Once the songs were finished, the sessions began. The results surprised Ortega almost from day one: "What we ended up with is more stripped down, more punchy, than anything else I've done. The vocals are a little more out; I sang more than I had in the past."

Much of the credit goes to Schreiner, who has manned the console for all but two of Ortega's albums to date, and to the musicians. Studio legend Leland Sklar alternated bass parts with Larry Taylor, whose colleague from the Tom Waits band, percussionist Steve Hodges, also joined in. "I'd been listening to Alice," Ortega explains. "There was such a great atmosphere on that record, and we just wanted to incorporate some of that into my songs, to put my voice into a different setting."

The range of style and sound was broadened further by bringing in Gabe and Michael, the Witcher brothers, whose fiddle and dobro wizardry turn "Rock of Ages" into a breathless meditation. Rich Nibbe's atmospheric guitar snakes through the dreamless haze on "Sleepless Nights" and slides through greasy levee licks on "Noonday Devil." As on previous albums, Cathy Schreiner, John's wife, harmonizes on several tracks, evoking Emmylou Harris, Karla Bonoff, or some church choir soloist whose name is lost to history.

Ortega stood at the center of it all. His voice and piano warm the music from within each arrangement until "More Love To Thee," where the journey mapped throughout the album comes to its end. Here he plays and sings alone, accompanying himself in the hymn that John Schreiner had sung for Margee and him at their wedding.
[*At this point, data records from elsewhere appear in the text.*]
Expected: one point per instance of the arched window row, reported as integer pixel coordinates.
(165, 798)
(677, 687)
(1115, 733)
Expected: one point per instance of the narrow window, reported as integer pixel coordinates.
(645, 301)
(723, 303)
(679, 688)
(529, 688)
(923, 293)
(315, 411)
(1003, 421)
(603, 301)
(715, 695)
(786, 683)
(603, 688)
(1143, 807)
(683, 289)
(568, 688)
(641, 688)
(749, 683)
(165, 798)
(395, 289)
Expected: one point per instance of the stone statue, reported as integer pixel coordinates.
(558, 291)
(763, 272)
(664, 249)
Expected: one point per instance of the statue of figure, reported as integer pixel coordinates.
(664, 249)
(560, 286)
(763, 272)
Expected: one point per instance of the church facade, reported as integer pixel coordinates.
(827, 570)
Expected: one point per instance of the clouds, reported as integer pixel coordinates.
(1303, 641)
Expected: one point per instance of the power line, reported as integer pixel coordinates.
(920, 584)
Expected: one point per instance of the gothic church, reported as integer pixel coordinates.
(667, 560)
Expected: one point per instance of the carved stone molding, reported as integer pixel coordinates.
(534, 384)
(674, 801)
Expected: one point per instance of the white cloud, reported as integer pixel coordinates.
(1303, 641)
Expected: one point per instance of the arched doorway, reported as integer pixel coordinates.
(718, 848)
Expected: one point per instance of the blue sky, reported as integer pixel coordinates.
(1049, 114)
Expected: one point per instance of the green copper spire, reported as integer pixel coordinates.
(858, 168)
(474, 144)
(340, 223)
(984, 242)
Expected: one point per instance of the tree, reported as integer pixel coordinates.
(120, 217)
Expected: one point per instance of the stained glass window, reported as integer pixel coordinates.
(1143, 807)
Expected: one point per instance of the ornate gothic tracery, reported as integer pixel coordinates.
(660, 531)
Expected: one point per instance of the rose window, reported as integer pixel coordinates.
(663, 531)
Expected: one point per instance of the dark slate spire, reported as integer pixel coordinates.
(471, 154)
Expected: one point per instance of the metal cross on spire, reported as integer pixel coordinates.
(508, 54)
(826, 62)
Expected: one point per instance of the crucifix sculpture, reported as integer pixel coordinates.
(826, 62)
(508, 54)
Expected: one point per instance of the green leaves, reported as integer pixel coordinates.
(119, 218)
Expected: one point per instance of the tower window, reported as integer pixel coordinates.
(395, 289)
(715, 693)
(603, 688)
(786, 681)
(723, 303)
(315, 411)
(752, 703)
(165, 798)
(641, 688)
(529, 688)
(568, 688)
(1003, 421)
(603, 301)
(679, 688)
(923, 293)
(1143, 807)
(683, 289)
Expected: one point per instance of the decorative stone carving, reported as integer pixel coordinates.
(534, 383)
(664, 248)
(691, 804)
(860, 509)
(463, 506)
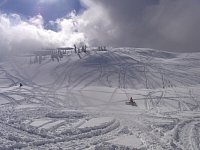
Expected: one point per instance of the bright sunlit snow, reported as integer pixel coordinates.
(81, 100)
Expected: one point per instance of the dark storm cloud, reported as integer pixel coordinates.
(172, 25)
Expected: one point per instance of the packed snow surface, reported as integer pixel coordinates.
(80, 101)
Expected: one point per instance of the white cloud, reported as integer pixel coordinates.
(24, 35)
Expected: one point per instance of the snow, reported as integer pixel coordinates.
(95, 122)
(81, 103)
(128, 141)
(40, 122)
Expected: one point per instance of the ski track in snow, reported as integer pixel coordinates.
(80, 103)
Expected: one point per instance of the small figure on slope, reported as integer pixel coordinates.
(20, 85)
(132, 102)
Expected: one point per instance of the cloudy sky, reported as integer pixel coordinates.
(172, 25)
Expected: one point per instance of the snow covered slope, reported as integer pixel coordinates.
(80, 103)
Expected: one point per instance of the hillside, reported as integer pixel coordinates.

Here, too, there is something special that touches on Ortega's life and, through him, passes through to the rest of us.

The Homecoming

Ortega's road has taken him far, from near the banks of the Rio Grande in New Mexico, beyond his spell in missionary schools at Quito, Ecuador, his studies as a music education major at the University of New Mexico, and his four years as a high school teacher, through spiritual crisis and affirmation, and on to his Pacific vistas today. But on Fernando Ortega he goes to places he's never been.

More important-his music takes us with him, and then returns us to where we live, changed in some small but significant way.

Fernando Ortega is his title. But you can put your name on this record-it's your story too.